Gout is the most common cause of inflamed joints affecting 1.4% of adults in the UK. Most patients are treated entirely in general practice yet primary care management is frequently suboptimal. Acute attacks of gout are excruciatingly painful and require urgent drug treatment to reduce inflammation, most commonly with antiinflammatory drugs(NSAIDs) or colchicine. In primary care, NSAIDs are most commonly used but can cause serious side effects such as stomach ulcers and heart disease, particularly in the elderly. Patients frequently require repeat prescriptions for recurrent attacks of acute gout increasing the risk of drug-related side-effects. Low-dose colchicine is popular amongst rheumatologists as it is effective and well tolerated. However, general practitioners (GPs) prescribe colchicine infrequently, probably because in the past the recommendation was for high doses to be prescribed which commonly caused severe diarrhoea. Recently, prescribing recommendations for colchicine have changed, advocating a lower dose regime.

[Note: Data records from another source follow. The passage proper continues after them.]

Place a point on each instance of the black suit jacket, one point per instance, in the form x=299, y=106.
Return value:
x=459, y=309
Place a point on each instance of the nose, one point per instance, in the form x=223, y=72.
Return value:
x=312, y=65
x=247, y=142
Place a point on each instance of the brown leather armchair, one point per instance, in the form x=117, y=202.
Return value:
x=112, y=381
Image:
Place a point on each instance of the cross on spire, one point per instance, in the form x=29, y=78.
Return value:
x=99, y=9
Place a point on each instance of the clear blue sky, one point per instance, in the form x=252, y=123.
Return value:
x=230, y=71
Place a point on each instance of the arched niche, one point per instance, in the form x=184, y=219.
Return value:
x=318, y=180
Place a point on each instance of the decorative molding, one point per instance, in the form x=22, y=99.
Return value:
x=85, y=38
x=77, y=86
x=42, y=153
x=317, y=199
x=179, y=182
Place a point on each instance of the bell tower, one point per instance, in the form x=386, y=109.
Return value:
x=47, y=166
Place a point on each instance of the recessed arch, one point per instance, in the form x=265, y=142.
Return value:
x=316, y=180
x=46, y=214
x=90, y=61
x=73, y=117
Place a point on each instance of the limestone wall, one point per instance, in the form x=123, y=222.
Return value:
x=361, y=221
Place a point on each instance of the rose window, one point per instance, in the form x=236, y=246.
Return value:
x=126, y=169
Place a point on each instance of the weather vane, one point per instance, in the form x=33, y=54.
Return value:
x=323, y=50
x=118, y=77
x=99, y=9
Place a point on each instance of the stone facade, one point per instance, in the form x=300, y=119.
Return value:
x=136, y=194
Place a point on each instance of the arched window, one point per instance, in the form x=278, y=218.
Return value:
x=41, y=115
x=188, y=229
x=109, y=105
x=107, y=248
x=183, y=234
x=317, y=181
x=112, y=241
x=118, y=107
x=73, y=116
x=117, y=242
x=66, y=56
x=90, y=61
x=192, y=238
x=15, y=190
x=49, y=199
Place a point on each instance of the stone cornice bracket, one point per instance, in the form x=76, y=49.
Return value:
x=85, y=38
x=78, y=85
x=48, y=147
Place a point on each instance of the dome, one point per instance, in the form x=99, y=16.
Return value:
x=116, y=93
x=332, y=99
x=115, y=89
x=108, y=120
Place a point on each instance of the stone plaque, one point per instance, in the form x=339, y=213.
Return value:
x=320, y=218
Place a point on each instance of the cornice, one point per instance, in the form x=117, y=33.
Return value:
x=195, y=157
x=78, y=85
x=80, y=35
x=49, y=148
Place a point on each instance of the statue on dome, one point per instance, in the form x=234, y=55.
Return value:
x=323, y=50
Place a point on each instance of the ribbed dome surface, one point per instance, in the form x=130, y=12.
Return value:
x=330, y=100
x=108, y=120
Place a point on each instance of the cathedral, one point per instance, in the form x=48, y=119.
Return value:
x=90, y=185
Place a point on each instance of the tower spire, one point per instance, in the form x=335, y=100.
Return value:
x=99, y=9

Currently there is no evidence regarding whether NSAIDs or low-dose colchicine is the best treatment for acute gout. This trial will be the first direct comparison of the effectiveness and side effects of a NSAID (naproxen) and low-dose colchicine to treat acute gout in primary care. Naproxen will be used in this trial because it has been shown to be as effective as oral prednisolone for the treatment of acute gout, is safer than other commonly used NSAIDs such as diclofenac and indomethacin, and is inexpensive.
Patients consulting their GP with an acute attack of gout in up to 100 general practices will be invited to participate. Treatment success will be assessed by comparing pain reduction between the two drugs. The trial will also monitor side effects, quality of life, and cost effectiveness.